Not that this concerned him unduly. His main concern was what he saw when he looked down. Zarniwoop’s office was on the fifteenth floor. The building had landed at a tilt of about forty-five degrees, but still the descent looked heart-stopping.

Eventually, stung by the continuous series of contemptuous looks that Marvin appeared to be giving him, he took a deep breath and clambered out on to the steeply inclined side of the building. Marvin followed him, and together they began to crawl slowly and painfully down the fifteen floors that separated them from the ground.

As he crawled, the dank air and dust choked his lungs, his eyes smarted and the terrifying distance down made his heads spin.

The occasional remark from Marvin of the order of “This is the sort of thing you lifeforms enjoy is it? I ask merely for information,” did little to improve his state of mind.

About half-way down the side of the shattered building they stopped to rest. It seemed to Zaphod as he lay there panting with fear and exhaustion that Marvin seemed a mite more cheerful than usual. Eventually he realized this wasn’t so. The robot just seemed cheerful in comparison with his own mood.

A large, scraggy black bird came flapping through the slowly settling clouds of dust and, stretching down its scrawny legs, landed on an inclined window ledge a couple of yards from Zaphod. It folded its ungainly wings and teetered awkwardly on its perch.

Its wingspan must have been something like six feet, and its head and neck seemed curiously large for a bird. Its face was flat, the beak underdeveloped, and half-way along the underside of its wings the vestiges of something handlike could be clearly seen.

In fact, it looked almost human.

It turned its heavy eyes on Zaphod and clicked its beak in a desultory fashion.

“Go away,” said Zaphod.

“OK,” muttered the bird morosely and flapped off into the dust again.

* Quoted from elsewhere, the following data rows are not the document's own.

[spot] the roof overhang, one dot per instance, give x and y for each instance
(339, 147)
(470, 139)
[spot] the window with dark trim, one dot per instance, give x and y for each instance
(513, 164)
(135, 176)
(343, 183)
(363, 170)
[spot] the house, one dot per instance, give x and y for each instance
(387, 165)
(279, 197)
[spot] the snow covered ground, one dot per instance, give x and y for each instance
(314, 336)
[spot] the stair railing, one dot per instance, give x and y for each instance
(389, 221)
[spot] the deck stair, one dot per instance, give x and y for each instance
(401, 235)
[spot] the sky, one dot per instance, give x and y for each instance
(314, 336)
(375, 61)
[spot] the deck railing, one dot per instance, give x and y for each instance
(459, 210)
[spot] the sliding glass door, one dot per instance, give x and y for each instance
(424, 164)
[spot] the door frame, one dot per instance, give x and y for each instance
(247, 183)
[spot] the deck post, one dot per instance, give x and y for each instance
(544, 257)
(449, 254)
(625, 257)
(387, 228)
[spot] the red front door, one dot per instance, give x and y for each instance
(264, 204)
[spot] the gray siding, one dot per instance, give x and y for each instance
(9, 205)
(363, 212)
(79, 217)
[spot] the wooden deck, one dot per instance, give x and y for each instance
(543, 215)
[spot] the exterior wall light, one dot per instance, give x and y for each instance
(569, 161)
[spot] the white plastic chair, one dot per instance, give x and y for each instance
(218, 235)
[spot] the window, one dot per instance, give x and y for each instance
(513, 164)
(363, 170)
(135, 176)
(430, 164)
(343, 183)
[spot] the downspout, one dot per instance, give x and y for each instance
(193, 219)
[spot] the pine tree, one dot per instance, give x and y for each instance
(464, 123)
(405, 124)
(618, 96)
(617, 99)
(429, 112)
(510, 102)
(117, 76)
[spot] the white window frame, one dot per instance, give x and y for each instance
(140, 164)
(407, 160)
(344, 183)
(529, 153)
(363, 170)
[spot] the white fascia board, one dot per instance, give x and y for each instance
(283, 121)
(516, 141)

Zaphod watched its departure in bewilderment.

“Did that bird just talk to me?” he asked Marvin nervously. He was quite prepared to believe the alternative explanation, that he was in fact hallucinating.

“Yes,” confirmed Marvin.

“Poor souls,” said a deep, ethereal voice in Zaphod’s ear.

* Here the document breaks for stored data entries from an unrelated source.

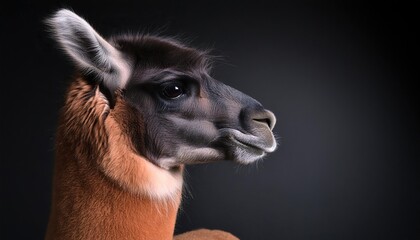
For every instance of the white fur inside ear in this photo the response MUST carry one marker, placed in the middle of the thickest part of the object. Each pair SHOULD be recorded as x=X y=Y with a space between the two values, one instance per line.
x=88 y=49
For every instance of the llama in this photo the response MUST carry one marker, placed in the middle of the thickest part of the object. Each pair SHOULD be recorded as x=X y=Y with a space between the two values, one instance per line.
x=140 y=108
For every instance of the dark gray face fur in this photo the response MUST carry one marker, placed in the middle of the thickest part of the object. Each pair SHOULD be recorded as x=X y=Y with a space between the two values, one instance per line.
x=186 y=116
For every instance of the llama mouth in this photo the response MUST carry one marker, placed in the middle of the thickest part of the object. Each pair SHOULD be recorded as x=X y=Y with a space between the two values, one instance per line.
x=249 y=146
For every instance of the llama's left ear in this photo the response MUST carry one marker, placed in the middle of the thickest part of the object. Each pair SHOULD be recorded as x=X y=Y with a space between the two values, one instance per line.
x=88 y=50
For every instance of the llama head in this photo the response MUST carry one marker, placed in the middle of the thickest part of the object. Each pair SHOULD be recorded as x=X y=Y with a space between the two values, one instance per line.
x=176 y=113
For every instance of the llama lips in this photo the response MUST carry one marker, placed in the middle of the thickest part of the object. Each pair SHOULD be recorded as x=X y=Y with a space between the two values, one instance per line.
x=263 y=143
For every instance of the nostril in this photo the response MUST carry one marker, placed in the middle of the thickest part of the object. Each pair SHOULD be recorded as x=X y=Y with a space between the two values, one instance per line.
x=265 y=117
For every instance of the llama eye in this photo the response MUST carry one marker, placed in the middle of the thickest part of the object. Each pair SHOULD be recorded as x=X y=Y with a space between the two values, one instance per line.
x=173 y=90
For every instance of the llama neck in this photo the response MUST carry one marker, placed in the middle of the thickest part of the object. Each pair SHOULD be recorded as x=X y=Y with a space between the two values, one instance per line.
x=102 y=189
x=88 y=206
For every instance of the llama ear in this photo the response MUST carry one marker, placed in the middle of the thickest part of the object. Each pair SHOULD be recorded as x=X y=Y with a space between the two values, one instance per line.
x=89 y=51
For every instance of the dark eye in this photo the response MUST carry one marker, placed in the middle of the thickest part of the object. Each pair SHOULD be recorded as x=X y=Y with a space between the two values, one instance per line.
x=172 y=90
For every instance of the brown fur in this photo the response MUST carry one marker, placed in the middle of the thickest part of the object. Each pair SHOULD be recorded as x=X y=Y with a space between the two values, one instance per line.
x=102 y=188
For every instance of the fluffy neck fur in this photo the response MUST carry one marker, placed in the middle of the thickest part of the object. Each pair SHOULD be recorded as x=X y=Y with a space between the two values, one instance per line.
x=102 y=188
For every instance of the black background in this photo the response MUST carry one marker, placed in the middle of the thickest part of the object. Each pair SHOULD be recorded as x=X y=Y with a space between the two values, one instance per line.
x=340 y=78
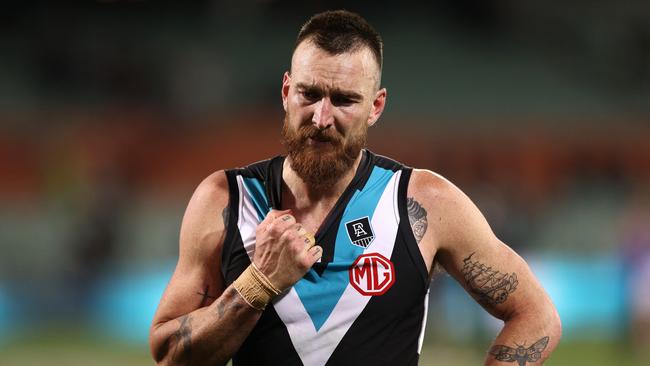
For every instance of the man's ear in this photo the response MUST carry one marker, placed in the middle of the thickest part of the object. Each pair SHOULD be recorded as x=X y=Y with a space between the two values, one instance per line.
x=378 y=105
x=286 y=81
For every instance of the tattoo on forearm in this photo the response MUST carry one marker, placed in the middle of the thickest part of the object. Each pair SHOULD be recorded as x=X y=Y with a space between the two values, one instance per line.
x=520 y=354
x=417 y=218
x=206 y=296
x=183 y=338
x=491 y=286
x=223 y=308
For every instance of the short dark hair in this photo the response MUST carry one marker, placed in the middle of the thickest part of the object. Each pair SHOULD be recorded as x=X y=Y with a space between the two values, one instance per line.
x=341 y=31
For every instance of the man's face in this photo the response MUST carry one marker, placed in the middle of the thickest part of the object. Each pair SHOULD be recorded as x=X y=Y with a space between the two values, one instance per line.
x=330 y=101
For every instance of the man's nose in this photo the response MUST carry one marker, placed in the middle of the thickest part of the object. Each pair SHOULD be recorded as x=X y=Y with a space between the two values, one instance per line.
x=323 y=114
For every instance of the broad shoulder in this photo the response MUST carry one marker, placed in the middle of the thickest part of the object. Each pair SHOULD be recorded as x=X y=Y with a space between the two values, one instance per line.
x=432 y=189
x=452 y=217
x=204 y=222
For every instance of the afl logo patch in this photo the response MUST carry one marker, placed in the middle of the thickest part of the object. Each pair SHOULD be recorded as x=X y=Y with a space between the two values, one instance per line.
x=360 y=232
x=372 y=274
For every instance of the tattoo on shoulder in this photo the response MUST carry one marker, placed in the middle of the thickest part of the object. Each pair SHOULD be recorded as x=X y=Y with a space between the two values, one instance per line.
x=183 y=337
x=491 y=286
x=417 y=218
x=520 y=354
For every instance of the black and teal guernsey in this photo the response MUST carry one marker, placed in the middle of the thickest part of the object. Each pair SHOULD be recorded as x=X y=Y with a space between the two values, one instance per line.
x=365 y=301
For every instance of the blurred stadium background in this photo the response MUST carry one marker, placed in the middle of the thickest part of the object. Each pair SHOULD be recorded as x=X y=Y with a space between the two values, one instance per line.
x=111 y=112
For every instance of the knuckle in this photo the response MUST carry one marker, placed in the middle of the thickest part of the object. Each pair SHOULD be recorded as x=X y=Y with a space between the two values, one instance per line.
x=289 y=235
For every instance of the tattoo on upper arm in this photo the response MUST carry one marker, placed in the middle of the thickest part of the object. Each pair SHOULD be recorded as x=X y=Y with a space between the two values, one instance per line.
x=225 y=214
x=417 y=218
x=491 y=286
x=183 y=336
x=520 y=354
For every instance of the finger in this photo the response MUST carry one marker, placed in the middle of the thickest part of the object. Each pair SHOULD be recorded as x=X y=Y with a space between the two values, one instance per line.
x=309 y=239
x=315 y=253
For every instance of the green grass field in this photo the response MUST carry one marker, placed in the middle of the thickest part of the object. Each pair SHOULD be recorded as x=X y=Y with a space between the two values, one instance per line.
x=72 y=347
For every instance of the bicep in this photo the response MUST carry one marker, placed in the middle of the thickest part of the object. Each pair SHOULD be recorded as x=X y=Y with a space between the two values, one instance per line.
x=465 y=246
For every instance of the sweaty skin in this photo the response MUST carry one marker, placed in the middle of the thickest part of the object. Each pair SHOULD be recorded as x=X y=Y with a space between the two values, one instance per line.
x=201 y=321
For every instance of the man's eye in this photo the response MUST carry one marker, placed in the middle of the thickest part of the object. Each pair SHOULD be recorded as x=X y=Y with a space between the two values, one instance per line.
x=310 y=95
x=341 y=101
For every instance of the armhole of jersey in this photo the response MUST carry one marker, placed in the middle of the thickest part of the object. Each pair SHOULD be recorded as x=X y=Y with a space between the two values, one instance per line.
x=405 y=227
x=233 y=218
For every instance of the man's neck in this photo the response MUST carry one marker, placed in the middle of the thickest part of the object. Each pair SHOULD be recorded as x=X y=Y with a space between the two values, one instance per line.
x=302 y=195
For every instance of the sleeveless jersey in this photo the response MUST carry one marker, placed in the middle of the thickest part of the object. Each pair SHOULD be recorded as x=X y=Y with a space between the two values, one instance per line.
x=365 y=301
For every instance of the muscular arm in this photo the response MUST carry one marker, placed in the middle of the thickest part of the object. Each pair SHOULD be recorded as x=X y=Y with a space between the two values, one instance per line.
x=461 y=241
x=198 y=321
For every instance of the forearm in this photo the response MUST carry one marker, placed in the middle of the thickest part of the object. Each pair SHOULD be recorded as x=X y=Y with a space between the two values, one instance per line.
x=208 y=335
x=526 y=338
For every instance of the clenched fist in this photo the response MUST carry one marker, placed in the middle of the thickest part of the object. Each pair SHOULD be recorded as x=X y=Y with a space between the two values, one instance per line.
x=284 y=250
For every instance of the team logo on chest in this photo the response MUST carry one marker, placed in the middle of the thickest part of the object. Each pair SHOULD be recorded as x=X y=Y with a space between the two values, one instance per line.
x=372 y=274
x=360 y=232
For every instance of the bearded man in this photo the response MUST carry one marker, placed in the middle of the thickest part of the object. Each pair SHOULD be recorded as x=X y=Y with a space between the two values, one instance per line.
x=324 y=257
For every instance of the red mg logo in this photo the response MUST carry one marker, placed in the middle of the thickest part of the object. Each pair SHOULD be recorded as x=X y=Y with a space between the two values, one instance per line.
x=372 y=274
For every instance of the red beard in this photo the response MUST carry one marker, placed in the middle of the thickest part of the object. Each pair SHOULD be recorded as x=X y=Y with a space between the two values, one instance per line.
x=320 y=166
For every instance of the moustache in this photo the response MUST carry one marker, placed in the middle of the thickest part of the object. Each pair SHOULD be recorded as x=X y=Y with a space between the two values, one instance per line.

Twisting round violently to find the source of the voice nearly caused Zaphod to fall off the building. He grabbed savagely at a protruding window fitting and cut his hand on it. He hung on, breathing heavily.

The voice had no visible source whatever—there was no one there. Nevertheless, it spoke again.

“A tragic history behind them, you know. A terrible blight.”

Zaphod looked wildly about. The voice was deep and quiet. In other circumstances it would even be described as soothing. There is, however, nothing soothing about being addressed by a disembodied voice out of nowhere, particularly if you are, like Zaphod Beeblebrox, not at your best and hanging from a ledge eight storeys up a crashed building.

“Hey, er…” he stammered.

“Shall I tell you their story?” inquired the voice quietly.

“Hey, who are you?” panted Zaphod. “Where are you?”

“Later then, perhaps,” murmured the voice. “I am Gargravarr. I am the Custodian of the Total Perspective Vortex.”